R. v. Comeau (2018) SCC reinforces the law we all grew up with. You’re not allowed to go over to Quebec to buy your cheap beer and cigarettes. Comeau was charged under a New Brunswick provincial statute, with having in his possession some beer that was not purchased in New Brunswick.

Comeau’s lawyer did a thing that I did many years ago, when representing a Labrador Innuit who had killed a polar bear, out on the ice, without a license. I went ‘constitutional’ on the crown. I don’t mean Charter nonsense. I mean that I went back to the original constitution. The British North America Act. I argued that the waters off of Labrador were federal and the province could not legislate. The crown withdraw rather than risk their legislation.

Comeau’s lawyer looked at the BNA Act and found s.121 which stated that all products will be admitted freely into every province.

There can be no stronger assertion of a free trade zone that this clause. Any judge abiding by original intention would so find. Of course, ‘original intent’ is prohibited in Canada. No judge will survive such politically-incorrect approach to the constitution.
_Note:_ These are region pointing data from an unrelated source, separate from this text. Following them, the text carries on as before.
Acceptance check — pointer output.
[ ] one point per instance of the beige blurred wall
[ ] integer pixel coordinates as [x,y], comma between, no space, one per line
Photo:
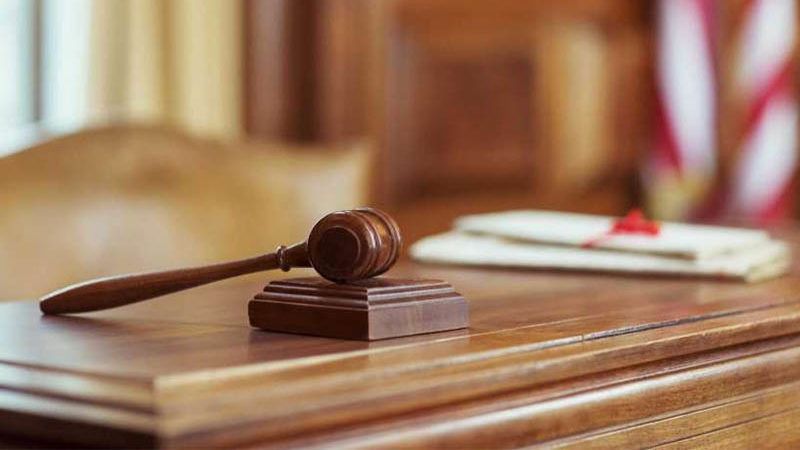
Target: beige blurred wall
[175,62]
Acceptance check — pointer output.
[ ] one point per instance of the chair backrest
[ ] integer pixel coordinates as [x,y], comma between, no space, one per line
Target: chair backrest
[122,199]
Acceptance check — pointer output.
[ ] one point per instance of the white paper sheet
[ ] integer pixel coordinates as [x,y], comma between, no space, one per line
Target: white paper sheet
[556,228]
[768,259]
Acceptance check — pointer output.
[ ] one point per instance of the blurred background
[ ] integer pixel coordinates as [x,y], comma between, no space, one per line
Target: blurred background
[144,134]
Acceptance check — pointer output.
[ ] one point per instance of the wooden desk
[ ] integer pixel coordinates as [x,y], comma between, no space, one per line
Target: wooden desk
[573,360]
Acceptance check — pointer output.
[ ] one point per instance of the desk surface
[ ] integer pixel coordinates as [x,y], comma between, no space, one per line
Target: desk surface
[557,358]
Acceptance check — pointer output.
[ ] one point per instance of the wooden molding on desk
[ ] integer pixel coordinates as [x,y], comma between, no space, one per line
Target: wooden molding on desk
[563,359]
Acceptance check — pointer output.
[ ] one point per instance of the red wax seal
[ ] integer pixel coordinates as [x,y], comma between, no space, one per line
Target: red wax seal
[633,223]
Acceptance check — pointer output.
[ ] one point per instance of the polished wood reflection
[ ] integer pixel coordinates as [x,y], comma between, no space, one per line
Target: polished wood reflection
[574,360]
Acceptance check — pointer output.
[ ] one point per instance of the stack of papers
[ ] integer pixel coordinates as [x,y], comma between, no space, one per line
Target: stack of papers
[555,240]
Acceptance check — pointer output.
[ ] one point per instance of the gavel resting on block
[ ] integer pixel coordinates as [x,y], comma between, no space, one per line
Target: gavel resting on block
[347,248]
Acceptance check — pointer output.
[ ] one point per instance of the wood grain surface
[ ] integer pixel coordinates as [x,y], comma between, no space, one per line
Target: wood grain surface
[570,360]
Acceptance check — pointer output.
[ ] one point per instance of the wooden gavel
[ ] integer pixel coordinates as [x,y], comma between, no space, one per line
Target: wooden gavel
[343,246]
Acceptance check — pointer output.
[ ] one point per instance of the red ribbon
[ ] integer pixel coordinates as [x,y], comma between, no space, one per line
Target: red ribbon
[633,223]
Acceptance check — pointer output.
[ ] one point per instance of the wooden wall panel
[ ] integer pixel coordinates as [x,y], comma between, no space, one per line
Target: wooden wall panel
[470,105]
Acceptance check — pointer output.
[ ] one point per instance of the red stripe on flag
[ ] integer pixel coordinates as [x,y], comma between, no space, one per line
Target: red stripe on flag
[780,80]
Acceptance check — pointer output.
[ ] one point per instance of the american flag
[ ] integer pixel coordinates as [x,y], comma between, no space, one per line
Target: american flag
[683,164]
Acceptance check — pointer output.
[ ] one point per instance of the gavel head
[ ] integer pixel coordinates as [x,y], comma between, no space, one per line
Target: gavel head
[354,244]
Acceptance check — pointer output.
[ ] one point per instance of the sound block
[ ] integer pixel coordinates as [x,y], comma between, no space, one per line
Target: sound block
[371,309]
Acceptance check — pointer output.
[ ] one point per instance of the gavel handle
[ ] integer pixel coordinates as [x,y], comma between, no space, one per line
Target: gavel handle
[111,292]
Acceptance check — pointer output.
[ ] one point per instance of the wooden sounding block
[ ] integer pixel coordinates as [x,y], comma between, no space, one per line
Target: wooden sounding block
[371,309]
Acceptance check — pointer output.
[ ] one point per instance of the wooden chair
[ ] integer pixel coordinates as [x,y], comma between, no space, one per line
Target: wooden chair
[123,199]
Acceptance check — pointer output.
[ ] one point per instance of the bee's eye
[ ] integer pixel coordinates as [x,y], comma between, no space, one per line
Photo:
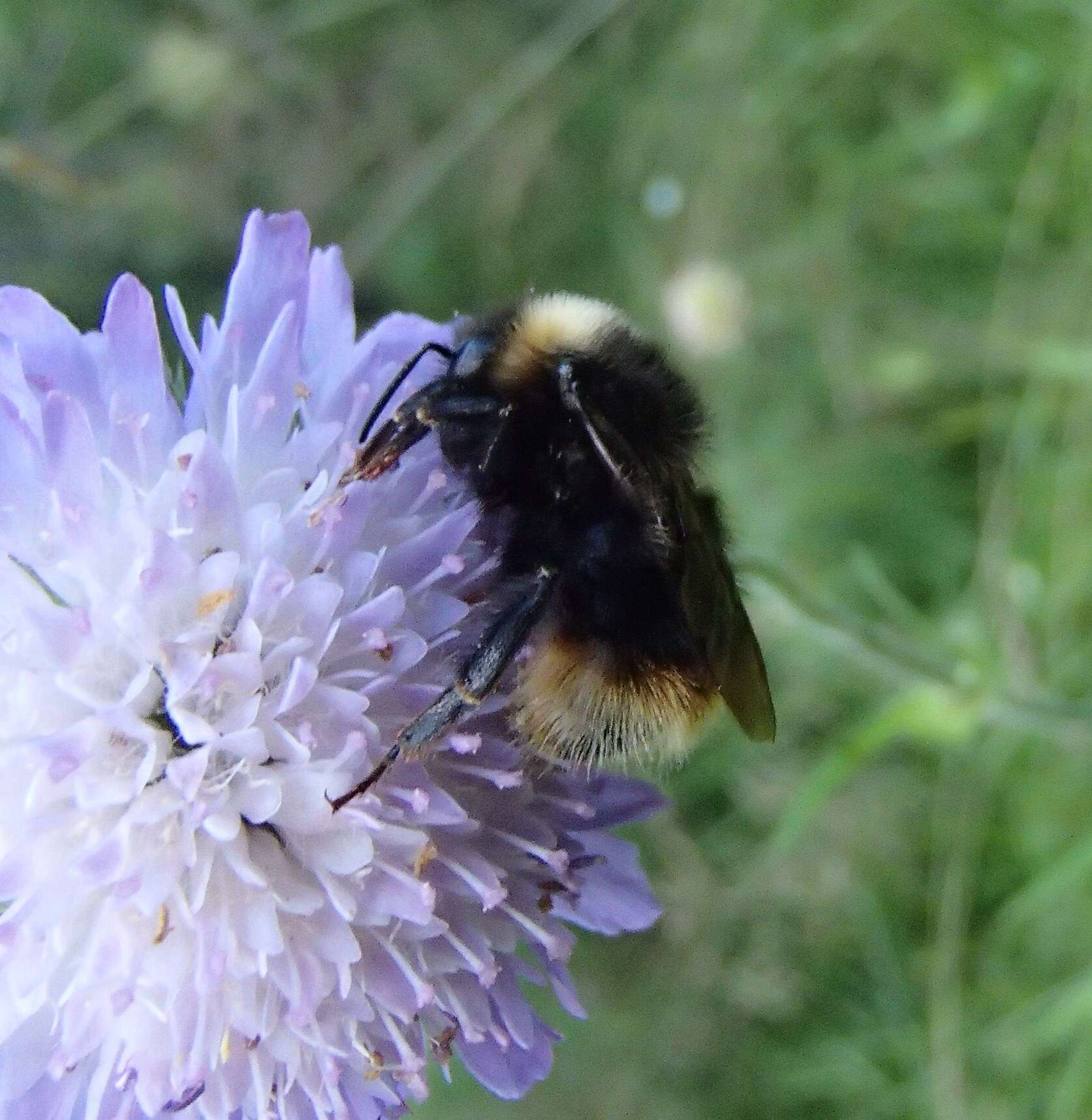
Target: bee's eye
[469,358]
Which is why we find the Supreme Court rendering an extra-hard spanking on the provincial court judge who presumed to apply original intent to the Canadian constitution.

The Supreme Court reiterated that s.121 does not mean free trade in the ordinary sense of the phrase (i.e. that you can buy your groceries in one province and go home to another). No, rather s.121 means what it has been interpreted by many courts over 150 years to mean. That is: that the provinces have, over that time erected countless provincial monopolies, each of which burden the citizen with higher prices, less choice, less convenience. But which the province has deemed to be in the overall interest of that particular province.

This is why you saw the contemptable spectacle of every provincial monopoly being granted standing at the Supreme Court to argue how it was essential for the welfare of the country that these egg producers, and these dairy farmers maintain their monopolies.

Ronald Coase, who won the nobel prize in economics, once said that it did not matter to whom the legal right was assigned (in this case the province) if getting rid of monopolies was in the provincial interest the province would do it.

This is formally correct and is a complete answer (which was the implicit answer of all of the judges from Watson to Maitland who sided with the provinces over the century) against the federalists like F.R. Scott and Bora Laskin.

But in this victorious spirit of the provinces celebrating yet another crippling of the union at the hands of the Supreme Court, it would not hurt to listen to Adam Smith, the most accurate spirit of what welfare is and is not.

He described England, the rise of England from the 1630’s to the 1770’s. His core argument was that the rise was synonymous with the fall of statutory monopolies, put in place over the Henry-Elizabethan years.

As for the colonies of North America, he said this: ‘Of all the expedients that can well be contrived to stunt the natural growth of a new colony that of an exclusive company is undoubtedly the most effectual’ (book 4, vii., b, 22)

As between Coase and the Supreme Court and Smith and MacDonald’s Original Intent, I think Smith and Macdonald had the Original Intent of letting you buy your beer and your cigarettes, milk, eggs, gas, electricity, and everything else in Quebec.